藍島-3
一気に汗が噴き出した。背中が濡れる。極度の緊張から心臓が大きな音を立てる。
振り返らずとも誰かわかる。
「なんで……」
「私をあまり舐めない方がいい」
冷たい声が項にかかる。だが藍島の心に焦りはない。
電車に乗っている時点で、この奥の手を考えていたからだ。
「次の駅で降りて、お話しよう。な?」
あまり使いたくなかった手段だが四の五の言ってられない。「これだから女は怖い」とか言う声が聞こえてきそうだが致し方ない。
息を吸い込む。
「きゃぁあああああああああああああああ!!」
思いっきり叫んだ。
「痴漢!! いや!! 触らないでヘンタイ!! 誰か助けてぇ!!」
叫ぶ。叫び続ける。
電車内の女性が使える最強の技を使った。相手を社会的に抹殺できる必殺技を。
乗客の視線が一気に向けられ進藤の顔が引きつる。
「ちょ、ちょ、ちょっと。ちょっと待ってくれよ。誤解だこれは」
見るからに悪人顔の男を信頼する赤の他人などいない。かと言って、悪人面に近づく正義漢もいるだろうか。そこは賭けだった。
もう一度叫ぼうとした時だった。
「ちょっと! 何してるのあなた!!」
女子高生が近づいてきた。
桃色の髪をしていながら、それがよく似合う、活発そうな少女だった。
「こんな時間に堂々と痴漢なんて! 誰か! 手伝って!」
つられて乗客が動き出す。椅子に座っていた獣人まで動き始めた。
「おいあんた! 次の駅で降りろ!」
「最低」
声が広がっていく。犬人が進藤を羽交い締めにした。
「おいおい! ちょっと待てって! ちげぇんだって!!」
電車が止まった。進藤に背を向け駆け出す。
「駅で事件! 痴漢事件!! 駅員さんか警察に通報して!!」
叫びながら改札口へ向かう。なるべく遠く人通りが多い場所に行きたい。藍島は東口方面に向かう。左手に曲がればすぐ外だ。
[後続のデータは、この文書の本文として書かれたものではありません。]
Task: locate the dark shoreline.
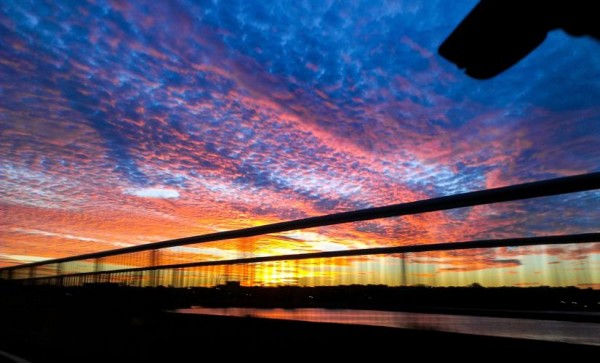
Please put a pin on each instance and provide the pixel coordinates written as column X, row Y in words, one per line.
column 123, row 324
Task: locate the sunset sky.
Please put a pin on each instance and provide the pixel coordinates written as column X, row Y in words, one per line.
column 130, row 122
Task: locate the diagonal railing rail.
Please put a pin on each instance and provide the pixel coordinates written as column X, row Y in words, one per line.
column 565, row 185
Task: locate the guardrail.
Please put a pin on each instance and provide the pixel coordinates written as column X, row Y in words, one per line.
column 146, row 265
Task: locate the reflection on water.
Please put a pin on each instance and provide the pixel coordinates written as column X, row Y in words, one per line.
column 550, row 330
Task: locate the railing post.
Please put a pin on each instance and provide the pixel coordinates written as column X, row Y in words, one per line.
column 97, row 268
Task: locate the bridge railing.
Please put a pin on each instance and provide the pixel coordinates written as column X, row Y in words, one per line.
column 183, row 262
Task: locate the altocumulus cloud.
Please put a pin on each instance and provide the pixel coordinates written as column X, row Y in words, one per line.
column 160, row 193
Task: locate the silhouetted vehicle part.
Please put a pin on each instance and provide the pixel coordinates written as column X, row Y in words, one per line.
column 496, row 34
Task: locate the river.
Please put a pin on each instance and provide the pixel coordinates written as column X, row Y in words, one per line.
column 548, row 330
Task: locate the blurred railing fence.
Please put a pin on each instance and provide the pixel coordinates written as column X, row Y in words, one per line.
column 174, row 263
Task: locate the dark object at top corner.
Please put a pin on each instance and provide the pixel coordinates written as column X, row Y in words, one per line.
column 496, row 34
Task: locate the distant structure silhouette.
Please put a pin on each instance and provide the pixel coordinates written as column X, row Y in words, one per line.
column 497, row 34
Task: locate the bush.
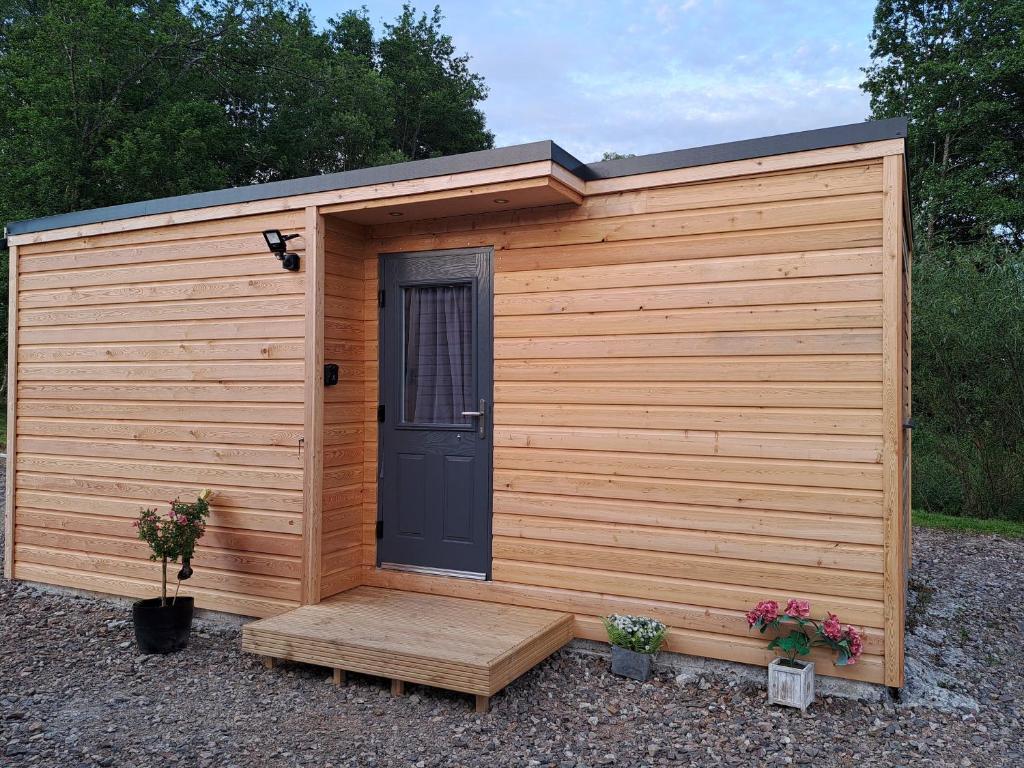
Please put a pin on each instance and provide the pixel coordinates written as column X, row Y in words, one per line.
column 968, row 354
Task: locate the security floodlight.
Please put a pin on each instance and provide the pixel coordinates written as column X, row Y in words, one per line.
column 278, row 245
column 275, row 241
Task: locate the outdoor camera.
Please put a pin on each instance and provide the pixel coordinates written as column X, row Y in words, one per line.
column 278, row 245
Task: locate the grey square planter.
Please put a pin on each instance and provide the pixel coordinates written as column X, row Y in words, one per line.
column 632, row 665
column 791, row 686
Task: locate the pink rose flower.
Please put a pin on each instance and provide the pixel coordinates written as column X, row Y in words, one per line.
column 798, row 608
column 830, row 628
column 856, row 643
column 766, row 611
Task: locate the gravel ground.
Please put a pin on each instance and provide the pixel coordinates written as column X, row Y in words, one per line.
column 74, row 692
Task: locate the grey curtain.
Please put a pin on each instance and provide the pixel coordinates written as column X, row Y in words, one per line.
column 438, row 375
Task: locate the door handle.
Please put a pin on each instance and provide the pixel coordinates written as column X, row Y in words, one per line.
column 480, row 416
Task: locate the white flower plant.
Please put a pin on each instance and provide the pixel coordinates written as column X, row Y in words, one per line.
column 639, row 634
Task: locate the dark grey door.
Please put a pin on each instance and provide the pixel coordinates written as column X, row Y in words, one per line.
column 434, row 416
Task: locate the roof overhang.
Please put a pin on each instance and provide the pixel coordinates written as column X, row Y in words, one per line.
column 539, row 173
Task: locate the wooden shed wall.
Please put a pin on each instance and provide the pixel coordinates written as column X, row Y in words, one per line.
column 688, row 404
column 152, row 364
column 344, row 419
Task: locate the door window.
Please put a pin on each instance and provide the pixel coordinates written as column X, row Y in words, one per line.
column 437, row 380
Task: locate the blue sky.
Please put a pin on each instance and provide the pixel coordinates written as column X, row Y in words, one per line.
column 641, row 77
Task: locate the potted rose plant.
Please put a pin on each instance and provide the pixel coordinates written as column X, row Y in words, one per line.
column 635, row 641
column 791, row 682
column 163, row 626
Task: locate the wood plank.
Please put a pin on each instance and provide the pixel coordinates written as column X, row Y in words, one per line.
column 267, row 306
column 272, row 392
column 743, row 496
column 753, row 368
column 742, row 546
column 252, row 259
column 745, row 243
column 222, row 474
column 774, row 163
column 779, row 577
column 233, row 237
column 802, row 184
column 216, row 538
column 830, row 395
column 739, row 293
column 312, row 473
column 674, row 223
column 860, row 341
column 446, row 642
column 135, row 450
column 130, row 587
column 192, row 351
column 11, row 436
column 278, row 371
column 88, row 497
column 694, row 442
column 771, row 317
column 155, row 431
column 197, row 330
column 660, row 588
column 772, row 266
column 141, row 567
column 274, row 212
column 774, row 471
column 702, row 622
column 164, row 412
column 127, row 294
column 754, row 522
column 892, row 360
column 808, row 421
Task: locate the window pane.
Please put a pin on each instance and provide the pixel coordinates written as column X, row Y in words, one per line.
column 438, row 376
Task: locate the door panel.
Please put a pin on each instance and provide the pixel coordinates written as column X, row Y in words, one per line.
column 436, row 374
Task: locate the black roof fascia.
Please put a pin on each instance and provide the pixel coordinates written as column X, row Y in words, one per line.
column 822, row 138
column 486, row 159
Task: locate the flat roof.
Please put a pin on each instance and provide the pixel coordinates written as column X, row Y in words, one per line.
column 854, row 133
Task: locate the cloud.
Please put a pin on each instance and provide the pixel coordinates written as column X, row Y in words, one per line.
column 645, row 76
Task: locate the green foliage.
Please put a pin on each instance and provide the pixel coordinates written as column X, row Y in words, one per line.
column 108, row 101
column 969, row 384
column 174, row 538
column 956, row 70
column 797, row 643
column 639, row 634
column 1005, row 528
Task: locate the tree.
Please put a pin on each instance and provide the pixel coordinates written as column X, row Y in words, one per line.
column 108, row 101
column 955, row 69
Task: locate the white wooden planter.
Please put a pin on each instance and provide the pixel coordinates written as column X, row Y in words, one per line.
column 791, row 686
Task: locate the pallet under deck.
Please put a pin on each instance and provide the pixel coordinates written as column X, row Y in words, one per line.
column 448, row 642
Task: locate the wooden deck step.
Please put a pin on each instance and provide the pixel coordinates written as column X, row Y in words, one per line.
column 448, row 642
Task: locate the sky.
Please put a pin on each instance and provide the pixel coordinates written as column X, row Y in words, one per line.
column 646, row 76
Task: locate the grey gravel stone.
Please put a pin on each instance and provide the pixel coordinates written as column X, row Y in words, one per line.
column 71, row 695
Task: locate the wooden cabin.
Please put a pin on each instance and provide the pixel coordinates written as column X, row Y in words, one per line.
column 671, row 385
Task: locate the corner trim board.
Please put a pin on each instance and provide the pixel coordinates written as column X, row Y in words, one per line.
column 12, row 314
column 312, row 475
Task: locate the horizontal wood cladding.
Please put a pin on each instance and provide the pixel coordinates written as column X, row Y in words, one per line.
column 688, row 399
column 344, row 424
column 152, row 364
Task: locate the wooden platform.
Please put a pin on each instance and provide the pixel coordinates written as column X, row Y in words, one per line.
column 464, row 645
藍島は進藤よりも、あの獅子を危険視していた。またあいつがいつ出てくるかわからない。
「くそ、くそ、くそ」
この上なく不機嫌に舌打ちすると森と化した人々に紛れ込む。このまま逃げ切れると思った。
「……っ」
息を飲み立ち止まってしまう。
東口の方から、ジャギィフェザーが現れたからだ。
周囲の人間がその巨体に目を向けているが悲鳴を上げはしない。ご丁寧に血を拭き取ったのか。
相手の牙が見える。相手はすでに、こちらを捉えている。
背を向け駆け出す。後方から悲鳴が上がった。相手も走り始めたのだ。
「クソッ!!!」
心の中に諦めの言葉が浮かび上がる。
「ああああああ!!! もう!!」
もはやどこを走っているのかもわからない。視界の隅に電光掲示板が映り、電車の到着を告げる文字が浮かび上がっていた。
階段を上りエスカレーターを駆け上がる。西口の広場まで来た。
「うあっ!」
足がもつれ倒れこんでしまう。もう少しで外なのに。
背後から足音が迫る。
殺される。殺される。死ぬ。死ぬ。死ぬ死ぬ死ぬ死ぬ殺される殺される殺される殺される殺される。
「だ、誰か! 誰か助けてぇ!!」
賭けるしかなかった。大きな声で泣き叫んだ。
その時だった。涙で潤む視界に、小さな影が飛び込んだ。
「……え?」
影は藍島を飛び越えた。
「ぐあっ!」
直後、獅子の苦悶の声と、どすんと倒れる音が聞こえる。
なにが起こったのか振り向くと少女がいた。スマートフォンを操作している。
輝くような、流れるプラチナブロンドの髪の上に、丸みを帯びた耳がある。長く太い尻尾が天に向けられ、揺らめいている。
少女と視線が合う。アンバーの瞳をしていた。
「持ってて」
スマホを投げ渡された。困惑しながらも受け取ると電話がかかってきた。
「出て!! その人が助けてくれる!!」
困惑しながら通話に出る。現状を打破できる最後のチャンスだと思ったからだ。
『も……もしもし?』
「……なんであんたが出るんだ?」
通話に出たのは、男の声だった。
『あ、あの、助け、助けて……』
徐々に暗くなっていく視界の中、藍島は声を出し続けた。